[ASK] About Power Again

Apr 2018
182
38
Sukoharjo
The sum of ten integers is 0. Show that the sum of the fifth powers of these numbers is divisible by 5.

For this one I don't know what I have to do at all other than brute-forcing which may even be impossible.
 

romsek

MHF Helper
Nov 2013
6,758
3,041
California
Where are you getting these problems? I'm beginning to suspect you are just throwing random stuff out to waste people's time.
 
Apr 2018
182
38
Sukoharjo
I saved them to use later at my job (making students' worksheet) since they seemed relatively easy at a first glance. However, those questions turned to be difficult, so I need some assistance.

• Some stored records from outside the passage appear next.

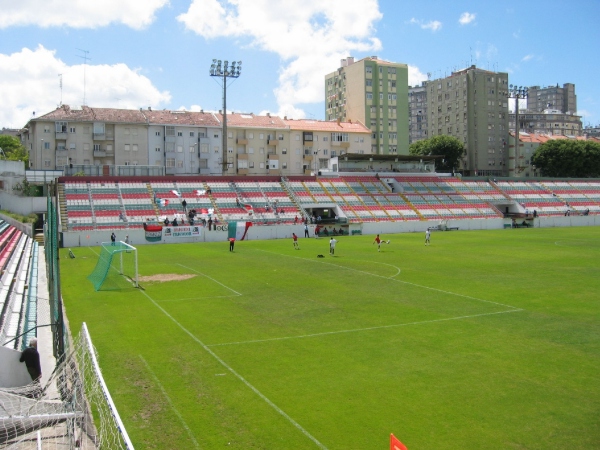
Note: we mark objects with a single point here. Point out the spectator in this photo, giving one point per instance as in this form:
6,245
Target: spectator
31,358
332,243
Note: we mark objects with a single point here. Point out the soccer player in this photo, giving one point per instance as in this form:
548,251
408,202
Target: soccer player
378,240
332,243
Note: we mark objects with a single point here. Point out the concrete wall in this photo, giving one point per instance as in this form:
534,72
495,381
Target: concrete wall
26,228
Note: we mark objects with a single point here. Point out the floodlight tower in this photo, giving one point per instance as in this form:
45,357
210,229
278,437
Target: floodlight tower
516,92
225,71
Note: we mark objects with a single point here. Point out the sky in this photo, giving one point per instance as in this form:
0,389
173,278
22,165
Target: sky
157,53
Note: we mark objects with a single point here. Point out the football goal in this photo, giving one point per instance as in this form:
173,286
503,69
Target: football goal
116,267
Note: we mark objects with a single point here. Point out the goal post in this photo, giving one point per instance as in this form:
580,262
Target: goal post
116,260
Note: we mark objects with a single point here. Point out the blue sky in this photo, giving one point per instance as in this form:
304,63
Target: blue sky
158,53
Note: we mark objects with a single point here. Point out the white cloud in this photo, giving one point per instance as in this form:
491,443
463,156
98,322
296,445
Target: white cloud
310,37
433,25
80,14
466,18
415,76
29,82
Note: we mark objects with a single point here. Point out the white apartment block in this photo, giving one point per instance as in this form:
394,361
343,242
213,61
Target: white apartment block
187,143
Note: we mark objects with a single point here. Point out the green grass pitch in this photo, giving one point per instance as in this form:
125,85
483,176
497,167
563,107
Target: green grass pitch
485,339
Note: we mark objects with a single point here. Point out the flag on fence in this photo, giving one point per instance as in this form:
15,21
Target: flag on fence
238,230
395,444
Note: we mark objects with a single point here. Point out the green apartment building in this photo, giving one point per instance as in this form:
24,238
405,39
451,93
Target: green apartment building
375,93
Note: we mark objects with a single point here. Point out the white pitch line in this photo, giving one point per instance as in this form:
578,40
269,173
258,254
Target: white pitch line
210,278
195,298
396,280
241,378
356,330
157,381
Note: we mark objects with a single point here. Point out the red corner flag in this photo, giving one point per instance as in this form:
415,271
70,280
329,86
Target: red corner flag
395,444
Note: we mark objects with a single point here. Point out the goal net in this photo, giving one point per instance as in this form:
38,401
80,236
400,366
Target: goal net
73,410
116,267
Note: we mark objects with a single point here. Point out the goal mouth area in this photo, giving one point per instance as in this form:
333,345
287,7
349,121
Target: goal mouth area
117,262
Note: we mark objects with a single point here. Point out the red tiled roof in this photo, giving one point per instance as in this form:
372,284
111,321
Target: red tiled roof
252,121
329,126
167,117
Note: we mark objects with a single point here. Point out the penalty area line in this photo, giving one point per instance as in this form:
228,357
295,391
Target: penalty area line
164,392
396,280
210,278
356,330
237,375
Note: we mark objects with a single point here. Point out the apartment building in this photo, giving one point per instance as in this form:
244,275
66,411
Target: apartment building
417,113
186,142
548,121
558,98
374,92
316,142
472,105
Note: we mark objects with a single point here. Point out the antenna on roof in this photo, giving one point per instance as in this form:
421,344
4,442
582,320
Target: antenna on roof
60,84
85,60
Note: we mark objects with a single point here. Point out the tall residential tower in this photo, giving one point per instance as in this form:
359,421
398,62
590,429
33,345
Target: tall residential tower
375,93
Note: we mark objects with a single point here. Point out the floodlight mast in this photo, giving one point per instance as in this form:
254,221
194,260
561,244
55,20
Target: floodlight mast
224,70
516,92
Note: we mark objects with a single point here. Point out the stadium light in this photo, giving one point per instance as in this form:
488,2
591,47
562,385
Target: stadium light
223,69
516,92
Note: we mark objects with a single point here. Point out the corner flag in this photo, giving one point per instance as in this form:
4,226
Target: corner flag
238,230
395,444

If you feel that this is wasting your time, why bother commenting in the first place? I'll just wait for the other people who don't think negatively to help.
 
Jun 2013
1,134
605
Lebanon
\(\displaystyle x^5\equiv x \pmod 5\)
 

romsek

MHF Helper
Nov 2013
6,758
3,041
California
I saved them to use later at my job (making students' worksheet) since they seemed relatively easy at a first glance. However, those questions turned to be difficult, so I need some assistance.

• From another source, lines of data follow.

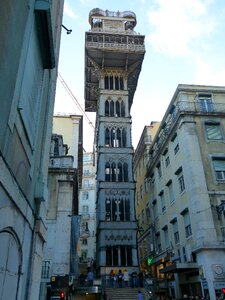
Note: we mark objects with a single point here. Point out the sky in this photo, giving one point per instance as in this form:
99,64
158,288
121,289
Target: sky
184,41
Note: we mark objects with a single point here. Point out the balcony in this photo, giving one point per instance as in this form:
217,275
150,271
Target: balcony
45,271
126,43
174,112
84,233
85,216
61,162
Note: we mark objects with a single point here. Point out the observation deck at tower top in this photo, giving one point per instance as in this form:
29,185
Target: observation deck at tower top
112,45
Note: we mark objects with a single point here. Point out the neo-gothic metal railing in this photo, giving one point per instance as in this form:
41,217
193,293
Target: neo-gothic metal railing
116,46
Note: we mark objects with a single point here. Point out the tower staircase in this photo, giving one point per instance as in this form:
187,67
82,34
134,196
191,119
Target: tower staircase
125,293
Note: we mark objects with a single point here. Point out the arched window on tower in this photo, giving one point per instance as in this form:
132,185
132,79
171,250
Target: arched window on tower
107,108
111,82
125,172
127,210
108,209
113,172
106,82
120,172
121,83
107,172
114,210
118,138
124,137
117,108
117,83
111,114
107,137
122,109
113,137
121,209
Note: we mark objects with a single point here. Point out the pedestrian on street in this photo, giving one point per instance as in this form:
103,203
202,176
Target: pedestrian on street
104,296
90,278
140,296
126,278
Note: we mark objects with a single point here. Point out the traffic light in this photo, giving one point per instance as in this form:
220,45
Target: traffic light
149,261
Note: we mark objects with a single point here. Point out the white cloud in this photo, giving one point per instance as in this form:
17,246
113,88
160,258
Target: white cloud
69,12
177,24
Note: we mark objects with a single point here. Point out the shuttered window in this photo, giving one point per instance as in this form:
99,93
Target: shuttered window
213,131
219,167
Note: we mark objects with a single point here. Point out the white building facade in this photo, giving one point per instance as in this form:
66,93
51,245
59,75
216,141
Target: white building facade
113,60
30,38
186,174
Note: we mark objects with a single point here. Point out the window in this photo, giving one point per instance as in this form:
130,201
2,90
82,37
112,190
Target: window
146,185
116,172
219,167
181,183
213,131
155,209
137,198
159,169
117,209
163,202
175,231
187,223
170,191
85,209
176,146
166,236
84,242
158,242
86,183
205,102
85,196
167,161
180,176
141,192
143,216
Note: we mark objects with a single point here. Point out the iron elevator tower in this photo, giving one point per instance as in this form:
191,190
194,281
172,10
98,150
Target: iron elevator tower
114,53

If you feel that this is wasting your time, why bother commenting in the first place? I'll just wait for the other people who don't think negatively to help.
well let's see

first question had a fairly simple answer not in your list of answer choices

second question had an absurdly complicated answer that would take a human hours if not days to figure out

pardon me if I suspect your 3rd question

I will in fact ignore you from now on. Thank you.
 
Apr 2018
182
38
Sukoharjo
\(\displaystyle x^5\equiv x \pmod 5\)
Ummm... Care to elaborate?

well let's see

first question had a fairly simple answer not in your list of answer choices

second question had an absurdly complicated answer that would take a human hours if not days to figure out

pardon me if I suspect your 3rd question

I will in fact ignore you from now on. Thank you.
You know, you can ignore people without suspecting them wasting your time on purpose.
 
Jun 2013
1,134
605
Lebanon
By Fermat's Theorem or by some other more elementary method we have

\(\displaystyle x^5\equiv x \pmod 5\) meaning \(\displaystyle x^5- x\) is divisible by \(\displaystyle 5\) for all integers \(\displaystyle x\)

so that

\(\displaystyle \sum _i a_i=0\)

implies

\(\displaystyle \sum _i a_i^5\equiv \sum _i a_i=0\)
 
Apr 2018
182
38
Sukoharjo
I think I kinda have a grasp now. Thanks.